The need for the MEMPHIS Project arises out of the fact that thermal power generation is currently faced with the challenge of operating as a reserve source of energy that is as flexible, clean, and efficient as possible, and doing so in conjunction with renewable sources of energy that are more intermittent in nature like wind energy, solar energy, and hydro energy. In this context, fossil fuel thermal power stations (natural gas combined cycle and coal) and biomass renewable energy plants work in an increasingly cyclical way: at partial loads and with frequent starts and stops so that supply meets, at all times, the electricity demand unmet by the intermittent renewable sources. Nevertheless, the majority of the existing thermal power plants were not designed for such a purpose; therefore, this type of cyclical operation, under these conditions, results in the appearance of problems such as wear and tear on materials and components, and the consequential reduction in useful life.
As a result, the MEMPHIS Project strives to increase efficiency while solving and mitigating the problems arising from cyclical operations at power plants, doing so by adopting predictive maintenance strategies and acting on different operating parameters to minimize the impact on material useful life and maximize the efficiency of plant operations under conditions of minimal emissions.
The monitoring and control technology to be developed through MEMPHIS to meet said goals seeks to act dynamically, intelligently, and autonomously so as to provide modular, scalable solutions for decentralized control and flexible operation that feature real-time, “data driven,” computation.
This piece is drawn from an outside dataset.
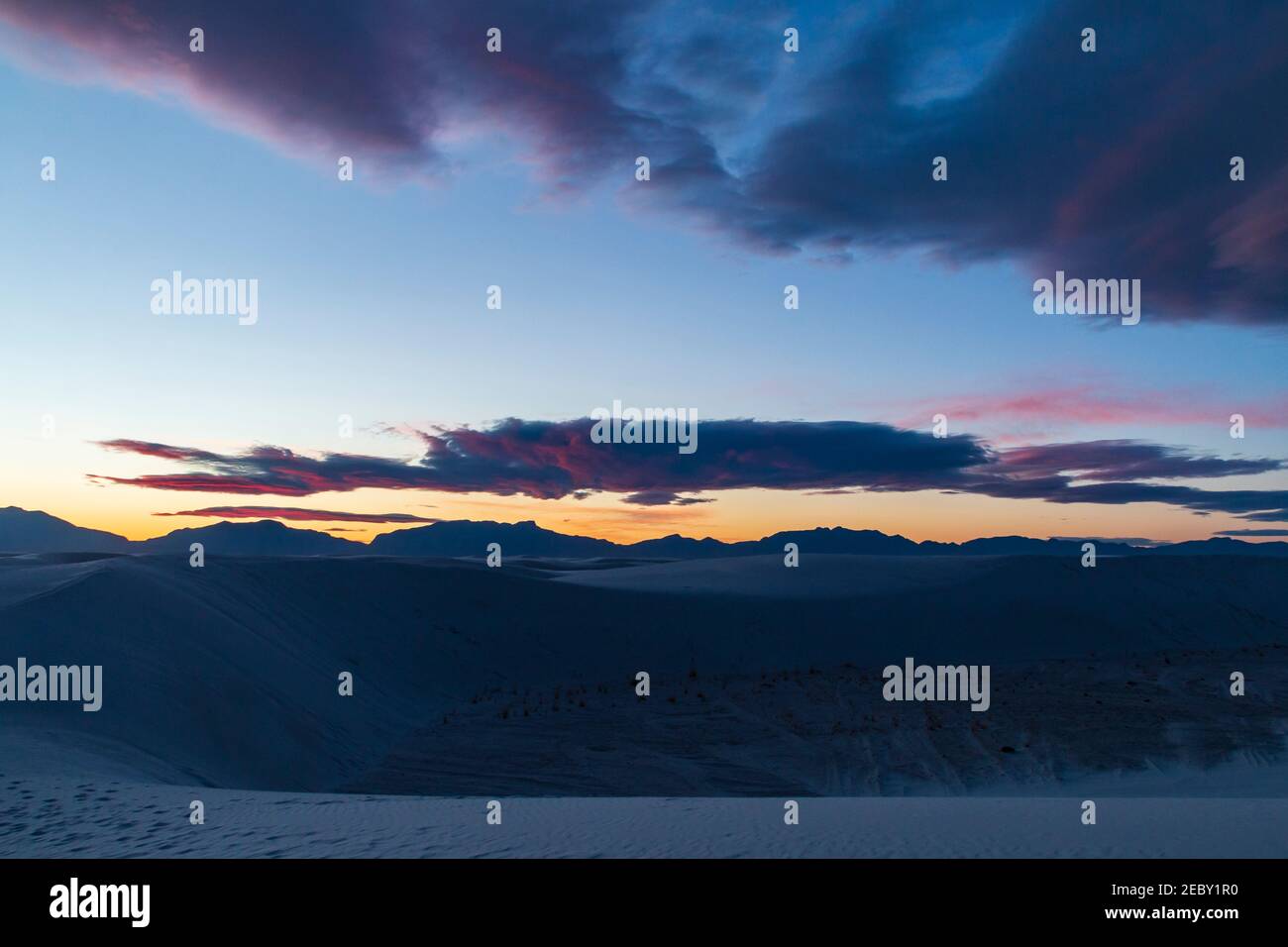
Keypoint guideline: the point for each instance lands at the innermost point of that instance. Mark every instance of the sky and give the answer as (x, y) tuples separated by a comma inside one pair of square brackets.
[(768, 169)]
A MDCS with these characteristics will be developed through the use of these 3 technologies:
- Fiber-optic sensors for hostile environments – both point sensors based on Fiber Bragg Grating (FBG) technology and distributed sensors based on Brillouin technology.
- Artificial intelligence via data analytics to predict the magnitudes measured with the fiber-optic sensors in a window of time – doing so with convolutional, recurrent neural networks and the use of deep learning algorithms.
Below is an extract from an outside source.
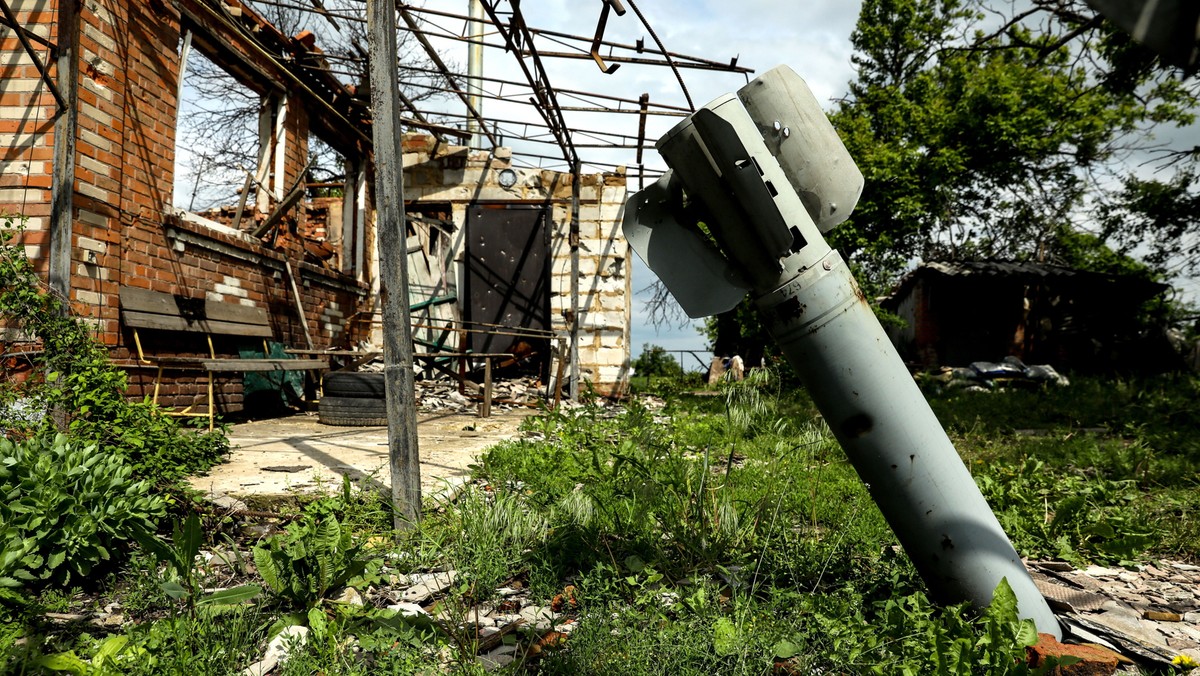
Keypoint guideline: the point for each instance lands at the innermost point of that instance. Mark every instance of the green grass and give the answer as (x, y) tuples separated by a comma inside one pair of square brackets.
[(723, 534)]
- CPS decentralized control architecture featuring FOG computing architecture and decentralized control based on CPS and the IoT.
The MEMPHIS CONSORTIUM
The MEMPHIS CONSORTIUM covers the entire value chain of the technologies that are going to be developed:
ENDESA Generación, project leader, alongside ENCE Energía y Celulosa, as thermal energy generators who will provide their experience in the nuances of the sector in terms of the different types of generation (gas, coal, biomass) and the scenarios for case studies.
TECNATOM will contribute with its expertise and knowledge of power plant operations and maintenance, as well as with the analysis and interpretation of a myriad of operational and processing processes.
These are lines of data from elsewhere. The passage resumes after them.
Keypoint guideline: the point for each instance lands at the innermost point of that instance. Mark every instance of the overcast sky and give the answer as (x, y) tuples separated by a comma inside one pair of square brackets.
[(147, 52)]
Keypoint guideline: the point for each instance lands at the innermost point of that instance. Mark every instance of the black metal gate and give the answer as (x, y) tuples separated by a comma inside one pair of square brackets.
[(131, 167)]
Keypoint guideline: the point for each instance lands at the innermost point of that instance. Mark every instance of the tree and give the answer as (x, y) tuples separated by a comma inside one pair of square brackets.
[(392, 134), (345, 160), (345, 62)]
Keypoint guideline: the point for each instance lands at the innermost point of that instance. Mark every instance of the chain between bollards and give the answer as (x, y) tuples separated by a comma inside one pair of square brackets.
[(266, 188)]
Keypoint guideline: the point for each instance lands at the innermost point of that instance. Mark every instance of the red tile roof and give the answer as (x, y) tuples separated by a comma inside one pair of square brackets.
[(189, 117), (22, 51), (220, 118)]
Técnicas de Soft will bring its expertise in the development and integration of platforms tailored to the needs of companies and the sector.
The Consortium also has the support of the AIMEN Technology Center, which will contribute with its extensive experience in the research and development of monitoring solutions based on fiber-optic sensors.
Therefore, MEMPHIS is a large, comprehensive project that contemplates the experimental development and implementation of technologies in relevant environments.
Project financing
The MEMPHIS Project, part of the 2018 RETOS-COLABORACIÓN Program, is financed by ERDF Funds and has the support of the Spanish Ministry of Science, Innovation, and Universities and the Spanish State Research Agency.